DC Edit | India-Australia ties remain on a good wicket, despite friction
India-Australia ties have always been on a good wicket, more so since Quad became a strategic alignment among the United States, Japan, India, and Australia six years ago. The ties have matured to a point that the Indian Prime Minister could convey, bluntly enough, that such ties cannot be allowed to be harmed by stray elements like Khalistani sympathisers who were behind the vandalism perpetrated recently on temples and community centres in Australia.
The problem of separatist elements using democratic rights of protest and demonstration for the romantic notion of a Khalistani nation may have been there for a while. In fact, it surfaced 31 years ago when India and Pakistan met for the first ever time in a World Cup cricket match and members of the International Sikh Youth Federation marched around the Sydney Cricket Ground, wearing orange turbans and letting everyone know they were supporting Pakistan.

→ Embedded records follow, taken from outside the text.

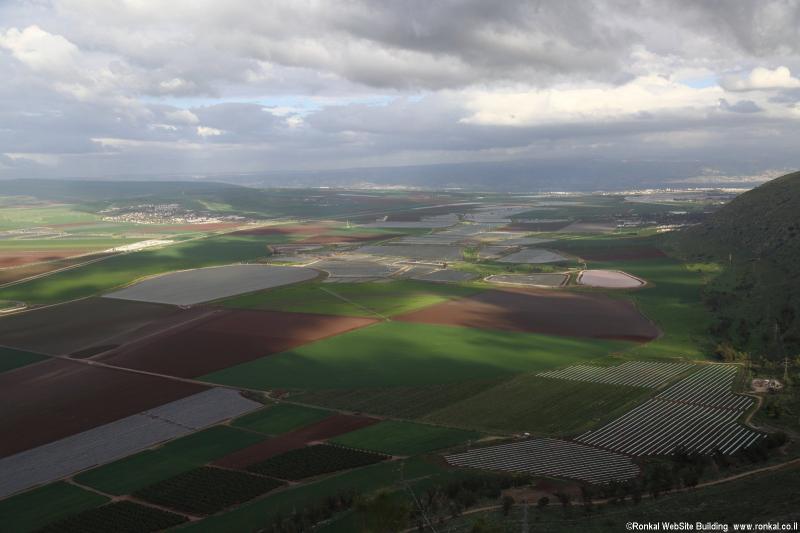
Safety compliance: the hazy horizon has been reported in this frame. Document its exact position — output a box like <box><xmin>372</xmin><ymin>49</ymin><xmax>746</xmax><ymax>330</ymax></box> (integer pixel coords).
<box><xmin>0</xmin><ymin>0</ymin><xmax>800</xmax><ymax>190</ymax></box>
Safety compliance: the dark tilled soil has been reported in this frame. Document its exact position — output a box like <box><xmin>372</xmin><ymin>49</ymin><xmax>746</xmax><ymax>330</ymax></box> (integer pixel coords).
<box><xmin>98</xmin><ymin>310</ymin><xmax>375</xmax><ymax>377</ymax></box>
<box><xmin>214</xmin><ymin>414</ymin><xmax>379</xmax><ymax>469</ymax></box>
<box><xmin>394</xmin><ymin>289</ymin><xmax>659</xmax><ymax>342</ymax></box>
<box><xmin>0</xmin><ymin>360</ymin><xmax>208</xmax><ymax>457</ymax></box>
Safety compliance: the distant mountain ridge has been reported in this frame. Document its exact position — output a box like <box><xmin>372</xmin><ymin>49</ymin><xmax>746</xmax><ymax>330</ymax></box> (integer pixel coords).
<box><xmin>690</xmin><ymin>172</ymin><xmax>800</xmax><ymax>262</ymax></box>
<box><xmin>677</xmin><ymin>172</ymin><xmax>800</xmax><ymax>358</ymax></box>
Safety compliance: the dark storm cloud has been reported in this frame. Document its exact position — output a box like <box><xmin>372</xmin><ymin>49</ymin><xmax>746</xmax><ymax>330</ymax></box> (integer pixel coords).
<box><xmin>0</xmin><ymin>0</ymin><xmax>800</xmax><ymax>183</ymax></box>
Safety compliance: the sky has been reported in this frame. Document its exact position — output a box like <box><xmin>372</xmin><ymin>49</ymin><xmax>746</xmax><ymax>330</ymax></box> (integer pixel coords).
<box><xmin>0</xmin><ymin>0</ymin><xmax>800</xmax><ymax>188</ymax></box>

The police force kept a close watch on them, but the spectators, made up of people from both nations, were too absorbed in the cricket to pay them too much attention. Members of the Indian diaspora, comprising mostly professionals in doctors and engineers from the early days of Australian migration and who have grown several folds to over a million now, have been model ambassadors for India who have also done well for themselves in Australia’s melting pot of cultures.

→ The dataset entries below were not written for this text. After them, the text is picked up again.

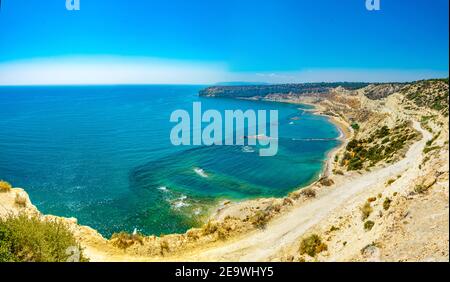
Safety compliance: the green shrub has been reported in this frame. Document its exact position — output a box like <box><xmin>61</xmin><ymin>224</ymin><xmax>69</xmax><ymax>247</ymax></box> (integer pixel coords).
<box><xmin>299</xmin><ymin>234</ymin><xmax>328</xmax><ymax>257</ymax></box>
<box><xmin>386</xmin><ymin>178</ymin><xmax>396</xmax><ymax>186</ymax></box>
<box><xmin>250</xmin><ymin>211</ymin><xmax>270</xmax><ymax>229</ymax></box>
<box><xmin>0</xmin><ymin>214</ymin><xmax>87</xmax><ymax>262</ymax></box>
<box><xmin>414</xmin><ymin>185</ymin><xmax>428</xmax><ymax>194</ymax></box>
<box><xmin>111</xmin><ymin>232</ymin><xmax>144</xmax><ymax>249</ymax></box>
<box><xmin>0</xmin><ymin>180</ymin><xmax>12</xmax><ymax>193</ymax></box>
<box><xmin>364</xmin><ymin>220</ymin><xmax>375</xmax><ymax>231</ymax></box>
<box><xmin>361</xmin><ymin>202</ymin><xmax>373</xmax><ymax>220</ymax></box>
<box><xmin>383</xmin><ymin>198</ymin><xmax>392</xmax><ymax>211</ymax></box>
<box><xmin>300</xmin><ymin>188</ymin><xmax>316</xmax><ymax>198</ymax></box>
<box><xmin>352</xmin><ymin>122</ymin><xmax>359</xmax><ymax>130</ymax></box>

A spurt of anti-India activity has sprung up again as evidenced in the string of attacks of vandalism and a bit of violence, the subject of which was brought up by Mr Narendra Modi who was one Quad leader to keep his prearranged appointment with Australia after a planned Quad meeting in Sydney was advanced and held in Hiroshima, Japan to accommodate Mr Joe Biden’s preoccupation with the US debt ceiling.
The Indian Prime Minister’s visit Down Under after 10 years and the event to commemorate it with the renaming of the Harris Park in Paramatta as “Little India” is not to be gauged in whether the 18,000-seater Qudos Bank arena was sold out or not. The warmth of the bilateral meetings and the depth of ties were proved in the tone and tenor of Australian Prime Minister Anthony Albanese’s responses to the points Mr Modi made in his speeches and in the formal exchanges.
The special relationship, on since 2012 when the Australian government of the day decided to sell uranium despite India not being a signatory to the Nuclear Non-Proliferation Treaty and a limited amount of the mineral was indeed sold to India in 2017, took off to a much higher plane in 2021 when Quad took real shape. The partnership can only gain strength after the signing of agreements to put into effect Migration and Mobility to promote exchanges in education, research and business and making final the terms of reference for a joint Green Hydrogen task force.
India and Australia have also pledged to move on towards completing the signing of a Comprehensive Economic Cooperation Agreement before the end of the year, besides opening of consulates by India and Australia in Sydney and Bengaluru, respectively. Australia may have had four Prime Ministers — Tony Abbott, Malcolm Turnbull, Scott Morrison, and Antony Albanese — during Mr Modi’s nine years in office as PM of India, but ties have grown exponentially in that time despite minor glitches in student visas and the actions of separatist elements though the Khalistani sympathisers are Australian citizens now.